Citing the late arrival of 65- and 45-nanometer design tools to the market, Gartner Dataquest forecasts that the EDA market declined roughly 0.6 percent in 2005, coming in at an estimated $3.96 billion. The market research company forecasts EDA revenue will rise to 4.27 billion in 2006, 4.65 billion in 2007, 5.15 billion in 2008 and 5.69 billion in 2009.
Citing the lack of ESL tools, Gartner Dataquest forecasts that the RTL tool market will grow more than 9.8 percent in 2006, reaching nearly $1.4 billion. The forecast calls for RTL growth to reach 1.52 billion in 2007, 1.64 billion in 2008 and 1.78 billion in 2009, an overall CAGR of 7 percent.

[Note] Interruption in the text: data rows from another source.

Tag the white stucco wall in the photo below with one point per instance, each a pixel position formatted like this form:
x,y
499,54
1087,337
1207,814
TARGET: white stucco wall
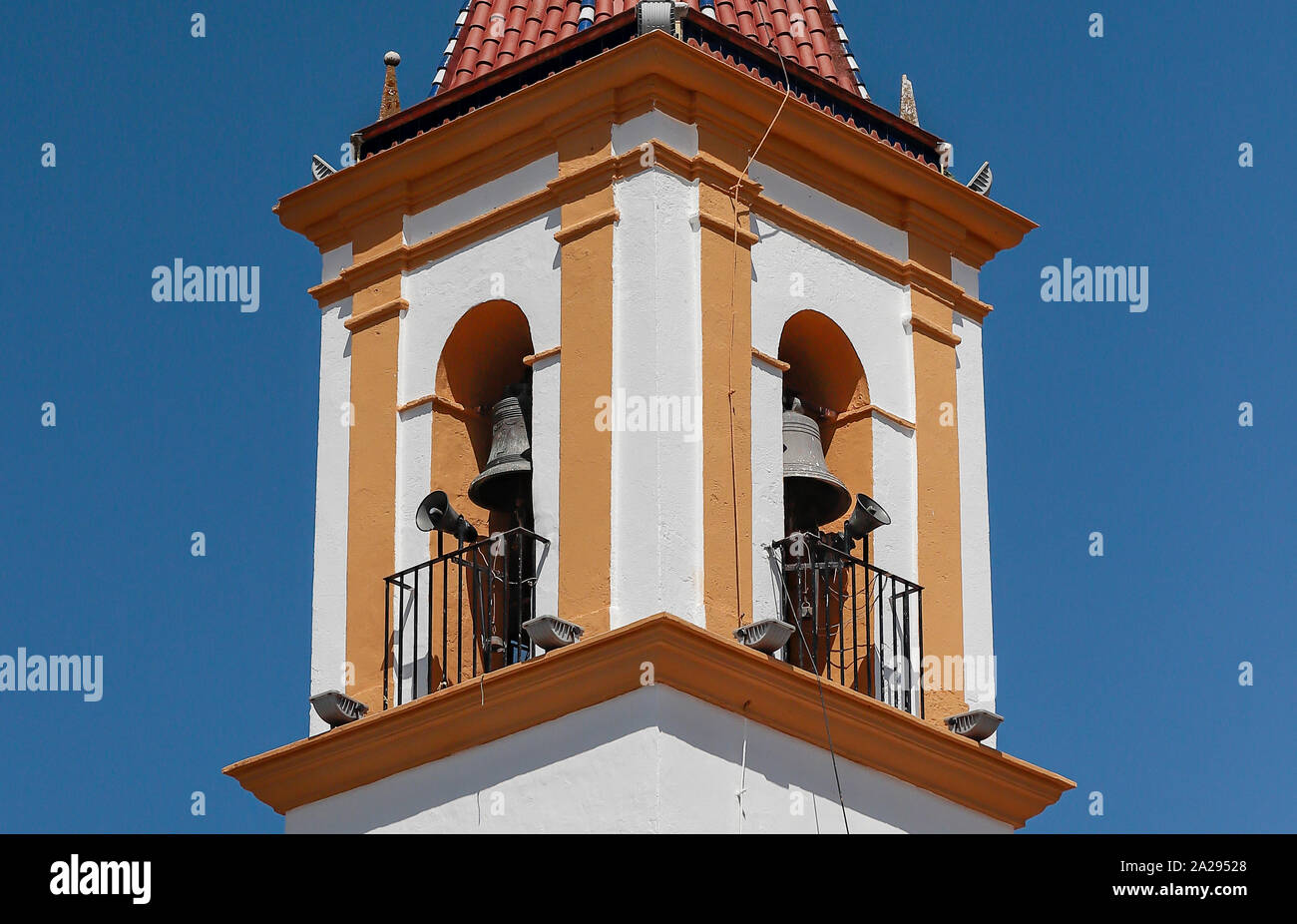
x,y
332,478
656,356
649,760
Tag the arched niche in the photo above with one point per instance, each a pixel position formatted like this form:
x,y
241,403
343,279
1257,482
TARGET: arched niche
x,y
825,370
481,357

"Once the move to ESL is complete, the RTL market will be a small to no-growth market," the report states.
The report points to a feeling within the design community that ESL and design-for-manufacturing (DFM) challenges, which were the talk of the industry for much of 2005, will completely revamp the EDA market, displacing leaders Cadence Design Systems Inc., Synopsys Inc. and Mentor Graphics Corp. According to the report, unidentified design experts draw a parallel between the current situation and that which took place in the 1980s, when then-startups Cadence and Synopsys offered RTL tools that displaced the dominant EDA vendors of the time, such as Daisy Systems Corp. and Valid Logic Systems.
"This is the inflection point we've been talking about," the report said.
The report also decimates the idea that there is currently a "DFM market." Instead, the report asserts, "DFM seems to be a general term, similar to verification, which includes multiple markets." The best use of the term, the report says, is as an adjective used to describe a tool "DFM-aware router" is presented as an example.
Using data from 2004, the Gartner Dataquest report also breaks down company market share in each of the various EDA markets.
The MathWorks leapt to the top of the ESL design and simulation in 2004, capturing 33 percent of the market, the report states. Synopsys, with 26 percent, and CoWare Inc., with 19 percent, were the only other companies with double digit market share in this space. Cadence, which had 28 percent market share in this space in 2003, according to Gartner Dataquest's
2004 market trends report, saw its share erode to 8 percent.
In the $263-million logic synthesis market, Synopsys maintains a dominant 85 percent market share, according to the report, which forecasts that this market will slowly but steadily, reaching $291 million in 2006 and $329 million in 2009.